Kassen: Ärzte verschreiben zu oft neue Medikamente

Margret Kiosz von
03. Juni 2014, 13:35 Uhr

Neue Besen kehren gut – das gilt offenbar auch in der Gesundheitsbranche. Viele Ärzte setzen auf Medikamente, die neu auf den Markt kommen, obwohl das nicht nur für den Geldbeutel der Beitragszahler Risiken birgt, sondern auch für die Sicherheit der Patienten. Das zumindest ist das Fazit des Innovationsreport 2014, den Wissenschaftler der Universität Bremen mit Unterstützung der Techniker Krankenkasse (TK) erstellt haben. Demnach verschreiben Ärzte in Schleswig-Holstein besonders häufig Pillen und Tropfen, die in der Gesamtschau nicht als therapeutischer Fortschritt eingestuft werden. „Die im Report 2014 betrachteten Wirkstoffe verursachten 2013 in Schleswig-Holstein allein bei der Techniker Krankenkasse Kosten in Höhe von fast 3,2 Millionen Euro – bundesweit sogar über 96 Millionen Euro“, kritisierte Johann Brunkhorst, Leiter der TK-Landesvertretung Schleswig-Holstein gestern in Kiel. Die Kasse habe fast eine viertel Million Euro (bundesweit 4,6 Millionen Euro) für Arzneimittel ausgegeben, die in der Gesamtbetrachtung als nicht wirklich innovativ eingeschätzt wurden. 20 neue Wirkstoffe sind für den Report untersucht worden. Nur drei davon wurden als therapeutische Innovation eingestuft. Andererseits haben Hersteller im Nachhinein für acht der 17 übrigen „Neuheiten“ Risiko-Warnhinweise verschickt.
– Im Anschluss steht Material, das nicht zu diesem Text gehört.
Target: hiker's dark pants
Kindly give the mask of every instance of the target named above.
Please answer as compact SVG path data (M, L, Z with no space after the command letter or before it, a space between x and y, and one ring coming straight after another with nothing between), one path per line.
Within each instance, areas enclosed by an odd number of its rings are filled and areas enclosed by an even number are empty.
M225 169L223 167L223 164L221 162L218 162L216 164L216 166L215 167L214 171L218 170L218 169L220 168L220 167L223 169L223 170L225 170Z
Daraus lässt sich für Brunkhorst ableiten, „dass eine einmalige Bewertung neuer Arzneimittel zu kurz greift. Was wir brauchen, sind weitere Erfahrungen aus dem Versorgungsalltag, um den tatsächlichen Nutzen neuer Medikamente besser einschätzen zu können“. So werde beispielsweise der Blutverdünnungs-Wirkstoff Ticagrelor noch immer bei jedem dritten Patienten falsch eingesetzt. „Das heißt, das Medikament wird verordnet, obwohl für die zu behandelnde Krankheit kein Zusatznutzen nachgewiesen werden konnte“. An dieser Verordnungspraxis habe sich nicht viel geändert, kritisiert Brunckhorst.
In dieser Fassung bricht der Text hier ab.